Choosing a Dinghy

Dinghies come in two flavors, hard and inflatable. When you look at a popular dinghy dock, it would appear that inflatable dinghies dominate the scene. Each type of dinghy has its advantages and disadvantages, it's just a matter of figuring out which advantages are important to you and which disadvantages you can live with. While inflatables are very popular, you should still decide for yourself what your needs are before you buy an inflatable like everyone else.

The major points of difference between the two camps have to deal with stability and propulsion.

Hard dinghies are easier to propel through the water, but are much more tender.

Inflatable dinghies are extremely stable, but are not as easy to propel through the water.

Hard dinghies are easily rowed in light weather, and can still be rowed with strenuous effort in heavy weather. Inflatable dinghies on the other hand can only be rowed when there is no wind present. If there is any wind, you may find it impossible to row towards weather. To combat this pitfall, inflatables are propelled via outboard motor.

Stability is the other great difference between the two camps. Hard dinghies are very tender and can tip if care is not taken when boarding or standing. Inflatable dinghies are extremely stable, allowing you to stand up and walk around on them without any fear of capsizing. If you stood on the gunwale of a rigid dinghy, the boat would tip over and swamp. Doing the same on an inflatable dinghy would be totally acceptable. You could easily stand on the gunwale and be fully supported by the inner tube's volume of air.

There are some other minor differences between the two that also play an important role in deciding which to use, these deal with longevity. Inflatable dinghies will be eaten up by the sun and begin to leak out air after a few years of use.

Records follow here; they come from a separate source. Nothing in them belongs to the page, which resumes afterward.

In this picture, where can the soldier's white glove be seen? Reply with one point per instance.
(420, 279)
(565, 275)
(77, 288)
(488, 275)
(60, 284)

Sand is another nuisance in inflatables, it will work its way into the folds in the fabric and chafe small pinholes in hard to repair areas. Hard dinghies on the other hand will hold up quite well in the sun and will not be destroyed by the ingress of sand. Hard dinghies will also do very well with frequent beach landings, though the bottom paint will suffer as well. 

Lastly, outboard motors on dinghies are a frequent topic of complaint from all of my cruising friends. At some point, repairs or replacement of their outboard will stir up furious emotions from within them. 

Finally, storage is a factor when it comes to dinghies. Soft bottom inflatables, which are not as popular as RIBs (Rigid Inflatable Boats), can be deflated and rolled up. This allows them to be stored tucked away in a lazarette when underway. RIBs and hard dinghies need to be stored somewhere on the boat, and they do take up a considerable amount of space. Some popular storage areas are in davits on the stern, or overturned on the deck. 

When you are looking for a dinghy to complement your cruising boat, look at the pros and cons of each. If you are torn between inflatable or hard, you can use this simple question as a tie breaker: 

Do you want to stress about outboards and sand or do you want to enjoy the beach?